Phosphatidylserine (PS) is a well-known phospholipid that is conventionally understood as being displayed on the surface of cells because of apoptosis-dependent “flippase” activity. Originally, it was thought that surface-displayed PS on EVs could be a marker of apoptotic bodies, a subtype of EVs produced during apoptosis. However, it has since been shown that exosomes [7] and ectosomes [8] can be enriched in PS as well, making some to consider PS as a more general EV marker. Researchers at FUJIFILM developed an EV isolation method based on TIM4, a protein that binds to PS. They show that a majority of EVs from different cell types display PS on their surface, supporting the idea that PS could be a broader EV marker. Moving forward, TIM4-based EV isolation of PS+ EVs will be an important tool for more general studies of EV heterogeneity, and potentially also as a method for EV purification.

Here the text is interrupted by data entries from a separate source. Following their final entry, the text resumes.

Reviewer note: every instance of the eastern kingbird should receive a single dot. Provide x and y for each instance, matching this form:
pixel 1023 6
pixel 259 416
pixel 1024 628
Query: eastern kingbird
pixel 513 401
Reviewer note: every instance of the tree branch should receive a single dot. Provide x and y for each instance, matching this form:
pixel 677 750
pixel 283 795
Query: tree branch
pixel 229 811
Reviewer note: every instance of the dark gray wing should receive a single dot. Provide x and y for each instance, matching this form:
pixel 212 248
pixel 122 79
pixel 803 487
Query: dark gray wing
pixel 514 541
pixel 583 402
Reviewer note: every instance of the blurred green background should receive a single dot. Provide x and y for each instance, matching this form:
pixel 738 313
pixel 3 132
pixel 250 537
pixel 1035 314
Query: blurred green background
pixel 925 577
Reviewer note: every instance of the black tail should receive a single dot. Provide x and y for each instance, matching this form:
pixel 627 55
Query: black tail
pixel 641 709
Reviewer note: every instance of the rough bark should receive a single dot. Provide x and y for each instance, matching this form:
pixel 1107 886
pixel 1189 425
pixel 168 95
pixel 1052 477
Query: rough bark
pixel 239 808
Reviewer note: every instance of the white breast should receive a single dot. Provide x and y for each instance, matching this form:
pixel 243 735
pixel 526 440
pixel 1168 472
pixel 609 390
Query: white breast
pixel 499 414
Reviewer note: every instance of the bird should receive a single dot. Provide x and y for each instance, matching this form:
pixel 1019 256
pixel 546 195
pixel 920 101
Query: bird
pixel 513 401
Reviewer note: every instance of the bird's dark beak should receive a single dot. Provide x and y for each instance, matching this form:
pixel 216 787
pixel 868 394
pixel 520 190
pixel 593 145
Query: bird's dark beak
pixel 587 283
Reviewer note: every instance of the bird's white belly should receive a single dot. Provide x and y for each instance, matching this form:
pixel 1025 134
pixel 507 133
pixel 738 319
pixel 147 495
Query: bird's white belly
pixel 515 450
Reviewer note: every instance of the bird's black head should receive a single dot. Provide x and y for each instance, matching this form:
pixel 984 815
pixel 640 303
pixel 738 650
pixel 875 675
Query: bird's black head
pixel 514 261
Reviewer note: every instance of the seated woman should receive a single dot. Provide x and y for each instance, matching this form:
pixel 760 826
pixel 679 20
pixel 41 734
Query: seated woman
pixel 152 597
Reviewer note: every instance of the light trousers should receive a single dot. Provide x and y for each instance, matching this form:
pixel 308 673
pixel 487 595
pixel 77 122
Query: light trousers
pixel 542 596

Colin Hisey (Ohio State) showed a novel method for discriminating the presence of fetal bovine serum (FBS)-derived EVs versus cell-derived EVs using Surface Enhanced Raman Spectroscopy (SERS) combined with machine learning algorithms. Using this method, the percentage of EVs in a sample can be calculated as derived either from FBS or from cell culture. This method will be critical for development of assays to show the presence of contaminating EVs in final EV preparations.

Analytics

Raman spectroscopy in the form of SERS is becoming a popular trend to provide a ‘fingerprint’ for EV composition. Current iterations of this technology perform bulk measurements of total EV populations [9] to obtain ‘fingerprints’ which can be related to purity. However, Molly Stevens and their group developed a single-particle analysis method utilizing Raman technology termed Single Particle Automated Raman Trapping Analysis (SPARTA). This technology uses optical tweezers to trap single nanoparticles and provides the Raman spectrum as a readout. Since the original publication [10], the group has extended the technology to EVs, which can provide a composition analysis of nucleic acids, proteins, and lipids at the single-EV level. This technology will be critical when teasing out the heterogeneity of mixed EV preparations.

Posters shown by Cellarcus, Inc. showcased nano-flow cytometry and demonstrated first that different cell surface cargo molecules are packaged into EVs in different amounts, further solidifying the conference theme of EV heterogeneity especially in terms of identity markers. The second poster demonstrated that EVs collected from HEK293T cells in a hollow-fiber bioreactor show expression of CD9, CD63, and CD81 as analyzed by flow cytometry, but their expression levels constituted <20% each of the total EV population. Our team estimated that level of expression was consistent across other talks and posters at ISEV2022, demonstrating the need for more robust analysis of EV identity and a re-evaluation of conventional EV identity markers.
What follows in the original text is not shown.